Inflatable soldiers would weight about ten pounds each and would look like landmines in their undeployed state. They'd be tossed around like Frisbees or launched like clay pigeons. The first stage of their inflation process would turn them upright if they happened to land upside down. They'd be reusable- just open a valve and return to manufacturer to be repacked. They'd be usable in both urban and open conditions. They could be deployed remotely using a radio-controlled vehicle using off-the-shelf RC parts. Their directional microphone and swiveling ability would provide a cue to actual soldiers which direction the enemy fire was coming from. By putting some sort of fine powder inside the inflatable, a penetrating bullet could indicate the direction of origin by creating a plume.

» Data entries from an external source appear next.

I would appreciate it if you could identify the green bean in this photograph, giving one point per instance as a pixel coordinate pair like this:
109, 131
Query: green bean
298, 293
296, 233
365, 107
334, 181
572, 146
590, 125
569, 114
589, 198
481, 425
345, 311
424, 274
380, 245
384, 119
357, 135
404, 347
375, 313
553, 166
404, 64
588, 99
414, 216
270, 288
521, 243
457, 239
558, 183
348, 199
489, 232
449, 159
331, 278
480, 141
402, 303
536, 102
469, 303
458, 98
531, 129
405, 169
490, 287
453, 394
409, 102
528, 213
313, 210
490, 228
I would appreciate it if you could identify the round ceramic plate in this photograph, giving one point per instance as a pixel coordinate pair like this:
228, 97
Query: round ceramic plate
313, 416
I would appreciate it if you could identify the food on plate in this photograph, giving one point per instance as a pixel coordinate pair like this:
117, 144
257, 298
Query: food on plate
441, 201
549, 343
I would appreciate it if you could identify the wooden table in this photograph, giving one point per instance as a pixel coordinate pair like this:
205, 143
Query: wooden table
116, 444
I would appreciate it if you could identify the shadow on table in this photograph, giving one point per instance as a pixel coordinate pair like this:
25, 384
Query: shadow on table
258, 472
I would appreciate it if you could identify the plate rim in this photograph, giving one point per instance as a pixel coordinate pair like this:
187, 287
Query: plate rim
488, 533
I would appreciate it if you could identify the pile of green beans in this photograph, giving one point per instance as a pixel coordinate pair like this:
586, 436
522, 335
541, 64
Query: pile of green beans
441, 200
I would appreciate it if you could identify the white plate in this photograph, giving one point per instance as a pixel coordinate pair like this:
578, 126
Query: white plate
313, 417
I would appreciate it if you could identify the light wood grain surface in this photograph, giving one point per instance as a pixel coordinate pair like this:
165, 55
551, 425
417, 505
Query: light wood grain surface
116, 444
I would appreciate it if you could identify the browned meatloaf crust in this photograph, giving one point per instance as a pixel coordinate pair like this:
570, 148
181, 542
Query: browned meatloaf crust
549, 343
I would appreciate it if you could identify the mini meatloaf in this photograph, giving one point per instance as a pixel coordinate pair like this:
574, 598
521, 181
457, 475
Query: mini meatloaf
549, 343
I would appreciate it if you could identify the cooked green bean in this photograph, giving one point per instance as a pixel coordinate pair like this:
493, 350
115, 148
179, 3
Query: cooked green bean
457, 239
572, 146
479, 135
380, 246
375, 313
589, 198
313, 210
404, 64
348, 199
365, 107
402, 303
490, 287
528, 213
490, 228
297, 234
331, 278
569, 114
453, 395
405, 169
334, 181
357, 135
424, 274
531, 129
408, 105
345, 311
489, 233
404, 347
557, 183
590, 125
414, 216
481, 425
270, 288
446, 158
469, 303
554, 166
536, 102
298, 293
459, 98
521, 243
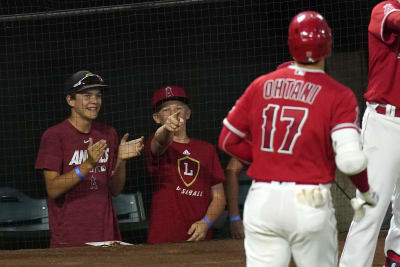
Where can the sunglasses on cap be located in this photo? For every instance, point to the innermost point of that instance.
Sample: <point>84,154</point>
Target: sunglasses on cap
<point>89,79</point>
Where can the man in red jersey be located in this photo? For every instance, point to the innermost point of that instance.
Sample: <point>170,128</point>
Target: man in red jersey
<point>186,173</point>
<point>303,124</point>
<point>381,135</point>
<point>83,166</point>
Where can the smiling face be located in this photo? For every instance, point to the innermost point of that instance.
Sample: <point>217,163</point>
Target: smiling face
<point>85,105</point>
<point>170,107</point>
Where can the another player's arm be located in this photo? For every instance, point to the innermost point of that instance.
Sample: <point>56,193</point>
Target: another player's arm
<point>57,184</point>
<point>198,230</point>
<point>351,160</point>
<point>231,186</point>
<point>126,150</point>
<point>163,137</point>
<point>234,143</point>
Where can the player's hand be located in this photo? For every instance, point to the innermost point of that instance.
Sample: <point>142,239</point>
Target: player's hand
<point>174,122</point>
<point>95,151</point>
<point>237,230</point>
<point>370,197</point>
<point>130,149</point>
<point>198,231</point>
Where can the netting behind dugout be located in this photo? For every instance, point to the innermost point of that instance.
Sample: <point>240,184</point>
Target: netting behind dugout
<point>213,49</point>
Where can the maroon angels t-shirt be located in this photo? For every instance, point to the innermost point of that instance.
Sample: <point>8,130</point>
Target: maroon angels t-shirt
<point>182,179</point>
<point>290,115</point>
<point>85,213</point>
<point>384,58</point>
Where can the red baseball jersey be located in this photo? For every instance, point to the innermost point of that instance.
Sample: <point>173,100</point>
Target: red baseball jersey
<point>182,179</point>
<point>384,58</point>
<point>85,213</point>
<point>290,115</point>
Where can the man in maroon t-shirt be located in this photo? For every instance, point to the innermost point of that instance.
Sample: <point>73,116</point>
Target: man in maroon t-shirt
<point>381,136</point>
<point>83,166</point>
<point>303,124</point>
<point>186,173</point>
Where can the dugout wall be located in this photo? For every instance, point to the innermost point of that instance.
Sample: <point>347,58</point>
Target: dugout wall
<point>212,48</point>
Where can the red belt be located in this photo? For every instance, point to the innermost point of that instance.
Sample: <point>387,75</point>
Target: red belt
<point>269,181</point>
<point>382,110</point>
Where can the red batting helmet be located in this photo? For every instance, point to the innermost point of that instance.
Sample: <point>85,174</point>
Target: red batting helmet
<point>310,38</point>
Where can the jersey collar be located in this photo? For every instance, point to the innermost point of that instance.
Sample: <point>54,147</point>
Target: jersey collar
<point>297,67</point>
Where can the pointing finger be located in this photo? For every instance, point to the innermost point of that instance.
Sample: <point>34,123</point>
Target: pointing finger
<point>124,138</point>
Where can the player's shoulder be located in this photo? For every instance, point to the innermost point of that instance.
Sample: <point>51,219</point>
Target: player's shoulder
<point>104,128</point>
<point>57,129</point>
<point>383,8</point>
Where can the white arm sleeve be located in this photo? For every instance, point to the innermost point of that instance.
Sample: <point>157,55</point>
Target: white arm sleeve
<point>349,158</point>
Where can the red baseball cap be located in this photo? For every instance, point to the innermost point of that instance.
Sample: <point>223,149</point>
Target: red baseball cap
<point>169,92</point>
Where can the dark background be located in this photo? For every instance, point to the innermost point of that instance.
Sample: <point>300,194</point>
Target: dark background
<point>213,49</point>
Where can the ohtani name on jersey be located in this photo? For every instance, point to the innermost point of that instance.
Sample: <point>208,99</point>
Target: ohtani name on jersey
<point>291,89</point>
<point>193,193</point>
<point>81,155</point>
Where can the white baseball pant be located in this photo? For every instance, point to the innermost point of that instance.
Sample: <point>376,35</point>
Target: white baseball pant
<point>381,144</point>
<point>277,226</point>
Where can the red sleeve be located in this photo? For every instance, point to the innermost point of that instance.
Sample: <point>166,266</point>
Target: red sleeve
<point>235,145</point>
<point>384,23</point>
<point>50,155</point>
<point>345,111</point>
<point>115,142</point>
<point>360,181</point>
<point>218,172</point>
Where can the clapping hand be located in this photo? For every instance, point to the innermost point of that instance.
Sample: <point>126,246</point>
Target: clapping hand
<point>130,149</point>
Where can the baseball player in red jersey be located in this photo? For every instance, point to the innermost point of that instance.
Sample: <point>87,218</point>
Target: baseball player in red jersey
<point>303,124</point>
<point>231,186</point>
<point>186,173</point>
<point>83,166</point>
<point>380,136</point>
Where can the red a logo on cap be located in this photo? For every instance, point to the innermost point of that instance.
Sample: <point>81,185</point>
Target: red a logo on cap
<point>168,92</point>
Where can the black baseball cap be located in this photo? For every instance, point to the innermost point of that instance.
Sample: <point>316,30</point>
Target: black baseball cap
<point>83,80</point>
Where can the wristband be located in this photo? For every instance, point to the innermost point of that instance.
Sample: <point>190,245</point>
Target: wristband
<point>78,172</point>
<point>207,221</point>
<point>236,218</point>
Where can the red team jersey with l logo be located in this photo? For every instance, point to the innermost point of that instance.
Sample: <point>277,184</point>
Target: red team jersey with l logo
<point>182,178</point>
<point>384,58</point>
<point>291,114</point>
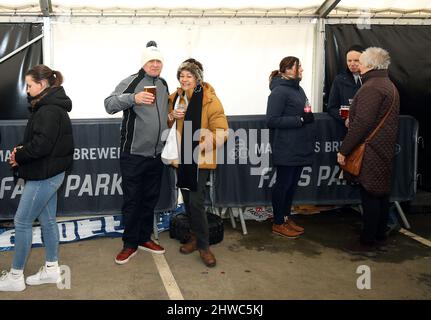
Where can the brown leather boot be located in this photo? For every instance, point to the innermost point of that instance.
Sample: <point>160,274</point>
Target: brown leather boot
<point>283,230</point>
<point>190,246</point>
<point>208,257</point>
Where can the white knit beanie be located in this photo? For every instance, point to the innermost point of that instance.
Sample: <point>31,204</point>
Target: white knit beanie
<point>151,52</point>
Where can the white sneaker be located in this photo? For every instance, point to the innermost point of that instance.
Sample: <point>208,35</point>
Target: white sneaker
<point>44,275</point>
<point>8,282</point>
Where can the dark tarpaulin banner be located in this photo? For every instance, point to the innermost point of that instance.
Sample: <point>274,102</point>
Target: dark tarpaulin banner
<point>94,184</point>
<point>409,47</point>
<point>13,103</point>
<point>239,185</point>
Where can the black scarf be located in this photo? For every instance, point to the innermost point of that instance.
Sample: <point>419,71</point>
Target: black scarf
<point>188,167</point>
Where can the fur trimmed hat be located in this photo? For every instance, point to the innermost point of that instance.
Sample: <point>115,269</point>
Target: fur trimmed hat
<point>151,52</point>
<point>193,68</point>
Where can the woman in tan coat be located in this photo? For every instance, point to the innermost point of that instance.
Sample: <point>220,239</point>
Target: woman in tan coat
<point>201,128</point>
<point>376,98</point>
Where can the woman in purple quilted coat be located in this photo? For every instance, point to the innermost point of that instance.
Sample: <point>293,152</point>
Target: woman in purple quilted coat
<point>377,96</point>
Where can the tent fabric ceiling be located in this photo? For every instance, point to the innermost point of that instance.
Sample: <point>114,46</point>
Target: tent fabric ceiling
<point>253,8</point>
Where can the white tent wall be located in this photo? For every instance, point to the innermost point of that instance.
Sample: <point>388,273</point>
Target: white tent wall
<point>237,54</point>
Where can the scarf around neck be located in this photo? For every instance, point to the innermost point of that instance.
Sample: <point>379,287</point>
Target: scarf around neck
<point>188,167</point>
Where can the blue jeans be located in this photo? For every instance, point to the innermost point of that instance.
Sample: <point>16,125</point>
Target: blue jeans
<point>38,201</point>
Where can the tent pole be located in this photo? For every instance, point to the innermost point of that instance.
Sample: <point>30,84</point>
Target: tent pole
<point>46,41</point>
<point>318,66</point>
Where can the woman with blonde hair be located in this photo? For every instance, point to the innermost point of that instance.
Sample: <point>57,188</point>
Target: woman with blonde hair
<point>376,104</point>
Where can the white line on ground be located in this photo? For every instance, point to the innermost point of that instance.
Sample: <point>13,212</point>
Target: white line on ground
<point>168,279</point>
<point>416,237</point>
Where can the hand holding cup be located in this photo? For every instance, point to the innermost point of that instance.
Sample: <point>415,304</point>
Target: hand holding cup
<point>148,96</point>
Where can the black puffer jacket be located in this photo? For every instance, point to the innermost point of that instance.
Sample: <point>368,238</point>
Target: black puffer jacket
<point>47,149</point>
<point>291,141</point>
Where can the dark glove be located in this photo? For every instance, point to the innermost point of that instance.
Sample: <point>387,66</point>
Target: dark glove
<point>307,117</point>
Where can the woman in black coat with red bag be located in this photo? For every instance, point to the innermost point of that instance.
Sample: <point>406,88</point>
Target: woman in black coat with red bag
<point>292,139</point>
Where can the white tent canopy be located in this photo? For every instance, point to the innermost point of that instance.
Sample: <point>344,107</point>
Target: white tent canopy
<point>96,43</point>
<point>347,8</point>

Using modular inflation chambers, it might be possible to make an inflatable soldier stand up to being shot. Sequenced inflation might also make it possible to raise the newly inflated soldier in a way that crudely mimics the natural motion of rising from prone to a crouched position.

The appearance of more soldiers than the sniper originally anticipated might also give cause to break off the attack.

Inflatable soldiers could be used in lots of tactically creative ways. For instance, a small force could initiate an attack on a fixed position by inflating an entire platoon of inflatable soldiers away from their point of attack as a distraction. A single sniper could deploy a half-dozen inflatable soldiers around, but not-too-close-to his own position. After each shot, he could then inflate another soldier as a distraction. The enemy would have no choice but to dedicate some of its attention to the inflatable, even knowing that it was a decoy.

An inflatable soldier would be much easier to deploy in a rapid, believable fashion than an inflatable tank for instance. The organic curves of a human body would also be a more natural shape to attempt using small-scale inflatable architecture.